Want to gauge just how much that new card or loan could affect your credit? Go to the Fico Score Estimator at Bankrate.com. Calculate your score with and without the consolidation option.
If you're consolidating because you're in financial trouble, liquidate other assets first, advises, Ric Edelman, author of "Financial Security in Troubled Times." "You should not have money in assets if you also owe money in debt," he says. Three exceptions: mortgages, car loans and student loans.
But Bogosian disagrees. "Never use an appreciating asset to get rid of a depreciating asset," he says, adding that he'd tap life insurance first, if possible.
Bottom line: weigh the options carefully and do what will work best for you. And shop carefully.
What kind of consolidation loan should you tap?
If you have a plan for whittling down your debt and consolidation is part of it, what options should you tap? That depends on who you ask.
Rolling a handful of high-rate credit cards into one or two with better terms "works for people who have a certain amount of debt but aren't in the red zone," says Travis Plunkett, legislative director, Consumer Federation of America, a nonprofit advocacy group.
To avoid being late with payments, set up an automatic bank draft or e-bill payments to cover the minimums, says Howard.
Many financial advisers will caution against taking out a loan with the house as collateral, even if you're doing well financially. Others don't want to see consumers robbing their futures (retirement accounts) to get out of trouble now. And some believe it's a big mistake to trade asset producing accounts (like investments) to pay off debt.
Last year, 44 percent of consumers taking out home equity loans and 35 percent of those tapping home equity lines of credit used the proceeds to consolidate debt, according to figures from the Consumer Bankers Association. And the amount consumers accessed with cash-out refinancing shot from $26 billion in 2000 to $138 billion in 2003, according to figures from Freddie Mac.

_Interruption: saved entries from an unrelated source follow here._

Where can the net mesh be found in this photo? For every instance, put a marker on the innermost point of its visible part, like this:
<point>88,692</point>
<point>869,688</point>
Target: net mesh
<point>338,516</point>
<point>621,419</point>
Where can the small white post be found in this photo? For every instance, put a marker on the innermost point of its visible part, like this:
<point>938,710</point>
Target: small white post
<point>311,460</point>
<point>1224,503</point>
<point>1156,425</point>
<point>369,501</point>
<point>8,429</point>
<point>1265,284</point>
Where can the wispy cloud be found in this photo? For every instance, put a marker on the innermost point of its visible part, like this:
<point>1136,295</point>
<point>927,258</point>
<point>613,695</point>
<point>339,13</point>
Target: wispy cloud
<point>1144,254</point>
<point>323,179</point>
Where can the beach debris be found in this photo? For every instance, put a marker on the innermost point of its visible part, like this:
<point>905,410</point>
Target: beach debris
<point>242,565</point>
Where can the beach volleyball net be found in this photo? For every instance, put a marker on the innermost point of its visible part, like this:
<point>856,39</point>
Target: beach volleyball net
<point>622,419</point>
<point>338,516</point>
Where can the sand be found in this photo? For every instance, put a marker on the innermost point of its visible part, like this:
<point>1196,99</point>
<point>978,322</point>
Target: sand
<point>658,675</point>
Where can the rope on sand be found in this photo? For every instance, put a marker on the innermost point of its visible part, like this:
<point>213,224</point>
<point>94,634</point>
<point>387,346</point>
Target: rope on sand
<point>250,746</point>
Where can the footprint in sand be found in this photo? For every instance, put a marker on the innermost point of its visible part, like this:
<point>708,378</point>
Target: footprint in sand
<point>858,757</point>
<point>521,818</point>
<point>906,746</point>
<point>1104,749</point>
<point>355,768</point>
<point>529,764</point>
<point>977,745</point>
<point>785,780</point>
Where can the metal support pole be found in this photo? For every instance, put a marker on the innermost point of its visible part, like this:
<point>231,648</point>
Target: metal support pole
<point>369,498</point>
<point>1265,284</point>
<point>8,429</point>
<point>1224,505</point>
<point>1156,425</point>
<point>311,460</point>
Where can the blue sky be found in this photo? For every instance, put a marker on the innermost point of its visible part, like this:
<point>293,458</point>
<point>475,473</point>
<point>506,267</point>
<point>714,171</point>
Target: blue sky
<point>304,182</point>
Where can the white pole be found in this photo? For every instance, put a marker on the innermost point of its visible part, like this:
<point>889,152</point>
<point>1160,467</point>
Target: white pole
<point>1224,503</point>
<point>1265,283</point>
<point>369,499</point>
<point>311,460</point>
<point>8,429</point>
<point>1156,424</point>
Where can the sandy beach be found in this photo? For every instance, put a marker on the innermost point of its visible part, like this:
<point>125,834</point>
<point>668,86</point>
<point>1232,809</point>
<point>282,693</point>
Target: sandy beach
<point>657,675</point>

But consumers may be making a big mistake in tying their debts to their homes, according to several money experts.
If you're already in financial hot water, you've got to be more careful in choosing a method to consolidate your debt. When you're already having problems making your payments, you never want to take out a loan or line of credit against your home. "That's playing with fire," says Howard.
Edelman agrees. "You're in debt because you bought too many sweaters with your Visa card," he says. "There's nothing Visa can do about that. But once you tie your house to that, you can lose your house."
And too many people return to their old spending habits. "You're likely to build the debt back up again, only this time you won't have the equity to bail you out," Edelman says.
Look at your situation and protect what's most important for you and your family. Sometimes making some cutbacks (cable, shopping, etc.) and putting the extra money toward bills will be enough. You may decide to tap savings or investment accounts, rather than add more debt with a loan. And you might want to get some advice from a financial planner or debt counselor.